DOLO – Il Pd critica apertamente le linee guida del nuovo piano sanitario

La protesta: «Asl 13 sottofinanziata, è l’ultima per quote pro-capite»

«Il nuovo Piano socio-sanitario regionale deve garantire equità e integrazione dei servizi, garantendo a tutti il diritto alla salute». In vista del voto di mercoledì per l’approvazione del nuovo piano sanitario, resta vivo il dibattito fra le forze politiche sul futuro dell’ospedale di Dolo. Questa volta ad andare all’attacco sono i vertici del Pd, che criticano l’eccessiva discrezionalità delle linee guida del piano. «La maggioranza di governo della Regione Veneto ha dimostrato più volte di non essere coesa e questa diversità si traduce in contraddizioni evidenti – attacca il consigliere regionale Bruno Pigozzo – I servizi sul territorio sono ancora troppo discrezionali: chiediamo criteri chiari e omogenei per tutti ed un trattamento finanziario equo e trasparente.

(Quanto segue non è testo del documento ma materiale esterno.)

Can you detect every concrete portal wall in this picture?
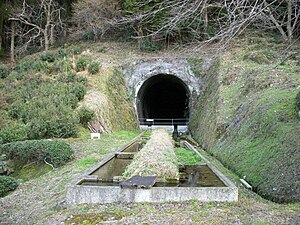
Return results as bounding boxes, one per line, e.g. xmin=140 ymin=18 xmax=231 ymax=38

Non basta solo far quadrare i conti, è necessario un riordino generale più omogeneo». Il responsabile alla Sanità per i Democratici Gabriele Scaramuzza sottolinea, invece, la necessità di riequilibrare la quota pro-capite provinciale, di oltre 100 euro inferiore rispetto alla media regionale. «La nostra Asl è sotto-finanziata ed è l’ultima per quote pro-capite, nonostante sia all’avanguardia in molte specialità. Non vengono riconosciute e valorizzate le eccellenze di un’Asl che ha sempre rispettato tutti i parametri, nonostante le poche risorse a disposizione». Il segretario del Pd dolese, Matteo Bellomo, chiede invece che vengano immediatamente sbloccati i 22 milioni promessi per la ristrutturazione e la messa a norma dell’ospedale e lancia la proposta dell’osservatorio «Sanità H24»: «Al recapito mail dolodemocratica@gmail.com cittadini e professionisti potranno segnalare tutte le anomalie e le disfunzioni riscontrate, di cui poi ci faremo portavoci in Regione». Regione che vede la sanità al centro dello scontro fra Pdl e Lega, più concentrati sulle proprie diatribe politiche che sugli interessi dei cittadini. Questo il pensiero del segretario provinciale del Pd Michele Mognato: «Questa è una partita che non ha colore politico – spiega Mognato – in cui bisogna far fronte comune fra partiti e comitati cittadini. Basta con le beghe interne, è il momento di dare delle risposte ai cittadini».